Status: Final Type: Guideline Created: 2020-06-17 RFC PR: `edgedb/rfcs#0001 <https://github.com/edgedb/rfcs/pull/1>`_
This RFC describes the reasons why DDL and SDL declarations for properties and links assume optionality by default.
The data definition language, and more importantly, the schema definition language, which users use to communicate with EdgeDB, need to avoid unnecessary verbosity.
This requires some conventions and assumptions about what the user expects most of the time. Those assumptions shouldn't bar the user from changing their mind when the need arises.
A default value has far reaching consequences which we cover in this document.
Since the discussion always applies to properties and links, we're referring to them simply as pointers below.
This is the currently implemented behavior as of EdgeDB v1.0 alpha 3.
An optional pointer is a form of incomplete data that allows the application to flexibly decide how to proceed. If the data is there, fine. If it isn't, the application can include user-level code to deal with that.
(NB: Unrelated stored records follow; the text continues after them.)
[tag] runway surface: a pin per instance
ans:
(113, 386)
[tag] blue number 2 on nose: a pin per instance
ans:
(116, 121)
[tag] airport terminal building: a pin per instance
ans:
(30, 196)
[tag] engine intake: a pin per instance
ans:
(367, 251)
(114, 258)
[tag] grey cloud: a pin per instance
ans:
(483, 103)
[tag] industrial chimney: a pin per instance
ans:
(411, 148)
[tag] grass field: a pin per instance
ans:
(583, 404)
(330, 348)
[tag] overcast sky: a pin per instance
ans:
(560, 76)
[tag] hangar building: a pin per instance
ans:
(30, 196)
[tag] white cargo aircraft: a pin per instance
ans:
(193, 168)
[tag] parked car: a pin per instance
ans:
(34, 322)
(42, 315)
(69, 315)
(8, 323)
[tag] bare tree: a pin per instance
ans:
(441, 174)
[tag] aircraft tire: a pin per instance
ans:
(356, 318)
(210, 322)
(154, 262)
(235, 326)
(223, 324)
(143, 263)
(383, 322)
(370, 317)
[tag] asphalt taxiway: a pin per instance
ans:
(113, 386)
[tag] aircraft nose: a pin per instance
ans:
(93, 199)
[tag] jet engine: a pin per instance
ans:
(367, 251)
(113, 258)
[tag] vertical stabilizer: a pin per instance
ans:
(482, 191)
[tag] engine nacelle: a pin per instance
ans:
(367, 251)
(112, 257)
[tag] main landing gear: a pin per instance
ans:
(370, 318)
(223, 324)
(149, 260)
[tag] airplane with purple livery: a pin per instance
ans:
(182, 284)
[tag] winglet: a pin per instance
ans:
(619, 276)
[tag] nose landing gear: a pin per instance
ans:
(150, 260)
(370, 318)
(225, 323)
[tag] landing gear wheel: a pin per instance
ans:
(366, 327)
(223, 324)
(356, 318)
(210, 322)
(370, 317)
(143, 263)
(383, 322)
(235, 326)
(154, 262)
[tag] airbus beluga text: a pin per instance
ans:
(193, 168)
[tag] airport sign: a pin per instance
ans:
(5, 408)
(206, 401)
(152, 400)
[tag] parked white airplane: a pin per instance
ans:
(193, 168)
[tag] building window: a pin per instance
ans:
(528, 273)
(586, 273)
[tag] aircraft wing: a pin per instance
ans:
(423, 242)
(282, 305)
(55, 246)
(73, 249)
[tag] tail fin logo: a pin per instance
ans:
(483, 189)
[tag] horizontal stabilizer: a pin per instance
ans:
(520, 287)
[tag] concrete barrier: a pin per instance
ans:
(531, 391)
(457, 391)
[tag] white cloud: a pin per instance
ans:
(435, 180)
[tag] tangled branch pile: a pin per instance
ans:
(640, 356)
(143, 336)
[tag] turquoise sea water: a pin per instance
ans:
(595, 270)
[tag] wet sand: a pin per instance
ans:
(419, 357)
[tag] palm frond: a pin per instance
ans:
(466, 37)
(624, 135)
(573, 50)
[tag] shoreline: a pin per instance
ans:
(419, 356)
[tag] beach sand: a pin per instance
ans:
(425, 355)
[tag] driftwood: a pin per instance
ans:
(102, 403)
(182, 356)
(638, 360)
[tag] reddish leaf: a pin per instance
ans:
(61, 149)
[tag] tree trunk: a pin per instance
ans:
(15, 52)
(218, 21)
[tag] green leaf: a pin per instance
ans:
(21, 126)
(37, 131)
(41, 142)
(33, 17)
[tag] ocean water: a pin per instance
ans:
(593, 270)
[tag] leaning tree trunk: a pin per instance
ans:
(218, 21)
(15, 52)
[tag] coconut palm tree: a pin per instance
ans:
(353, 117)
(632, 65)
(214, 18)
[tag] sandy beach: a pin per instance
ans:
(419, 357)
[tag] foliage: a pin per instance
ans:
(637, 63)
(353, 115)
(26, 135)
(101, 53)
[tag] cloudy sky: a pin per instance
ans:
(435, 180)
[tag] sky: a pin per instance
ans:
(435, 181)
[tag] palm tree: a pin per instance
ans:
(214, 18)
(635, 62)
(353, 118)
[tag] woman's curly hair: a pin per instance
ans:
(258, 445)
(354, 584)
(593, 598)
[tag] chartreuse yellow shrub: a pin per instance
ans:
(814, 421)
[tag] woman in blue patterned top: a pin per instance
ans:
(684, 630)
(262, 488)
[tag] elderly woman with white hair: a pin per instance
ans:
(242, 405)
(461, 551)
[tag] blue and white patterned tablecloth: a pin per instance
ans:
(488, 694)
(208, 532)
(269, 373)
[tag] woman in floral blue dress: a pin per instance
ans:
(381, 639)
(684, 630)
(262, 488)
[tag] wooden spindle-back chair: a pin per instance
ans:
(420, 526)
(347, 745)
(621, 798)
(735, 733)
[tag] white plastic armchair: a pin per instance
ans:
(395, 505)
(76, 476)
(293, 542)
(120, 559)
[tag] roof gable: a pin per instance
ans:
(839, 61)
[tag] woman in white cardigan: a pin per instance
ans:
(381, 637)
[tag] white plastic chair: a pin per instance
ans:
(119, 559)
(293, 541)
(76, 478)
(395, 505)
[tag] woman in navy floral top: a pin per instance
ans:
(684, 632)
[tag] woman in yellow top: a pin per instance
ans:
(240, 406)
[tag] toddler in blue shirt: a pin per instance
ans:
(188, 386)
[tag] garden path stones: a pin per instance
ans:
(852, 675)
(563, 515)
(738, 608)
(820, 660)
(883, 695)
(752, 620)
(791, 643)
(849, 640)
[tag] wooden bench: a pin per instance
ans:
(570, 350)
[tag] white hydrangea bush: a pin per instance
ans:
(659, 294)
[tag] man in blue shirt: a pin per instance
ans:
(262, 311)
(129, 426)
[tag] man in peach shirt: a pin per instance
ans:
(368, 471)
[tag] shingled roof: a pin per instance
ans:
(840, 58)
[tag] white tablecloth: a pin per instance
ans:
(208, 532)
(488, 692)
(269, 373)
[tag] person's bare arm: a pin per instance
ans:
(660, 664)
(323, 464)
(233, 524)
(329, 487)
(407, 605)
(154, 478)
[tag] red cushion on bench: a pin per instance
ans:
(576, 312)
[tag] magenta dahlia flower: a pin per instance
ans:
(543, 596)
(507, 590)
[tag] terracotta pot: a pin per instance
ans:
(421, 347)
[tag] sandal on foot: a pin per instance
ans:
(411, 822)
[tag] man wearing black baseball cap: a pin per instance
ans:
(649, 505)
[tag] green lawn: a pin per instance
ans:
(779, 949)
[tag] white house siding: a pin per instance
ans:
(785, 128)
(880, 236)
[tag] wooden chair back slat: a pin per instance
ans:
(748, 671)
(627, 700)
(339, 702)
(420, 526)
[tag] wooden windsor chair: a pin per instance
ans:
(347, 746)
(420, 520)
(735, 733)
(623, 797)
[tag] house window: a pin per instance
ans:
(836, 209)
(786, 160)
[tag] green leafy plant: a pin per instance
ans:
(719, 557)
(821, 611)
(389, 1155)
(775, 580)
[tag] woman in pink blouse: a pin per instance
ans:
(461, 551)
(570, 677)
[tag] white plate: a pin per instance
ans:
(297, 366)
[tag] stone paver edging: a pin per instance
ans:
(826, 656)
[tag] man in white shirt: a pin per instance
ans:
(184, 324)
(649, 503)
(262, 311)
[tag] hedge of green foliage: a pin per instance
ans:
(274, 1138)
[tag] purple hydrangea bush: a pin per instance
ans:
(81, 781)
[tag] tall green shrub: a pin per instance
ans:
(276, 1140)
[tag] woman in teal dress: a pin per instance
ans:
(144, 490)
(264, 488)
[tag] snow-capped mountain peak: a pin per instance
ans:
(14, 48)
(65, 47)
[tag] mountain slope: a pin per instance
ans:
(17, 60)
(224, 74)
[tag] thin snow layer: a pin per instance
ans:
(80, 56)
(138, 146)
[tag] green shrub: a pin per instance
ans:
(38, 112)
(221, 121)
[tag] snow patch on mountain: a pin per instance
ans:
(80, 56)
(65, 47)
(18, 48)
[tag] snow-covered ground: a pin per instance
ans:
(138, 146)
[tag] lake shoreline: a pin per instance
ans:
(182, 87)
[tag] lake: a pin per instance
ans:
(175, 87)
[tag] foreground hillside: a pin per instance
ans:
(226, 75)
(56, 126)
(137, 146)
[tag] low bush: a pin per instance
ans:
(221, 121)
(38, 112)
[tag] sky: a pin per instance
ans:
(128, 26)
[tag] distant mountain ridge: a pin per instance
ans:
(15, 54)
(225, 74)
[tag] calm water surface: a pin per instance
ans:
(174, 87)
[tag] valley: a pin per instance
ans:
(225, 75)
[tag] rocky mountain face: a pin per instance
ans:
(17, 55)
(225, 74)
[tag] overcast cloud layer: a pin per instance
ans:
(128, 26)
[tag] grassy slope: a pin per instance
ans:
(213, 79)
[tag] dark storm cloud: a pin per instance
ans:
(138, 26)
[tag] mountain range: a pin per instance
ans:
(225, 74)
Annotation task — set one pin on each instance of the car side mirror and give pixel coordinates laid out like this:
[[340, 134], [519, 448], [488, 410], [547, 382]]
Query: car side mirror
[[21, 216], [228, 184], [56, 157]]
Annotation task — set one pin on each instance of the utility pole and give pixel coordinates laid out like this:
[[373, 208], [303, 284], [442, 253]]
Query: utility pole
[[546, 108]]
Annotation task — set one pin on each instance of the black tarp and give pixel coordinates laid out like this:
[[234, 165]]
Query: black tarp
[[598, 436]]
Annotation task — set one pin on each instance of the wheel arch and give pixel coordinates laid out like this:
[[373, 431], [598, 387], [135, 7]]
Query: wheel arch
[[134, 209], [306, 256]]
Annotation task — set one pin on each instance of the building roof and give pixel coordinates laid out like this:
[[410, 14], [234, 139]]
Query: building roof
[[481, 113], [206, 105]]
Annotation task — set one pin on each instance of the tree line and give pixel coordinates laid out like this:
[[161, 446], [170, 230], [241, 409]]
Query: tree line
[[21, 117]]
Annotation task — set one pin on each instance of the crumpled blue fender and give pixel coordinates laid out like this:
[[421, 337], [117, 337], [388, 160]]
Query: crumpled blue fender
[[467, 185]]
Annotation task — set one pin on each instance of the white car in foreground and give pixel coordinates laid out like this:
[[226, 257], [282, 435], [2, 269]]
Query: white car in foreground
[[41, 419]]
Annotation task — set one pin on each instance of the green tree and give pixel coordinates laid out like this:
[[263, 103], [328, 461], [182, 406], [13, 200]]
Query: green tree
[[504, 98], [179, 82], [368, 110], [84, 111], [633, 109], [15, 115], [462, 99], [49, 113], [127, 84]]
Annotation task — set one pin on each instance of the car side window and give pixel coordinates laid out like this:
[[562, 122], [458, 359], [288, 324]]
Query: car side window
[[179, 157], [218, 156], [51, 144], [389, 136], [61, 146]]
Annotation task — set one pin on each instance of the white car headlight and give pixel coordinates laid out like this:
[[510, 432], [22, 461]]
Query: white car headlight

Moreover, multi properties and multi links make the case of an empty set intuitively acceptable: since the cardinality allows for any number of elements, a state with an empty set is not surprising.
Plenty of examples of existing databases and RPC systems assume optionality by default. Relational databases assume optionality unless a NOT NULL constraint is passed. Protocol buffers removed support for required fields altogether in version 3. JSON-based NoSQL databases like MongoDB assume optionality.
Promoting an optional field into a required field doesn't create silent failures in pre-existing queries.
Developers might be failing to fill pointers at INSERT time due to forgetfulness at query creation time, even if the data could be provided. They might be harder to fill at a later stage.
Optionality is a special case that the user code has to deal with. Empty sets in queries might leave to unexpected results, i.e. missing objects. An empty set is a special case of a default value. A better default might be possible for a given pointer.
Assuming optionality makes it laborious for the user to change their mind later, i.e. alter a pointer to become required:
- there might already be objects in the database with an empty set in the given pointer; and
- client code written to insert data to the database or update data in it might become invalid if it depended on the optionality.
The former issue may be addressed with a data migration prior to the schema migration. The latter problem is out of scope for EdgeDB but can be handled by migrating client code first. If the clients aren't under the database administrator's control, a reasonable choice in this case is to abort the attempt to make a pointer required.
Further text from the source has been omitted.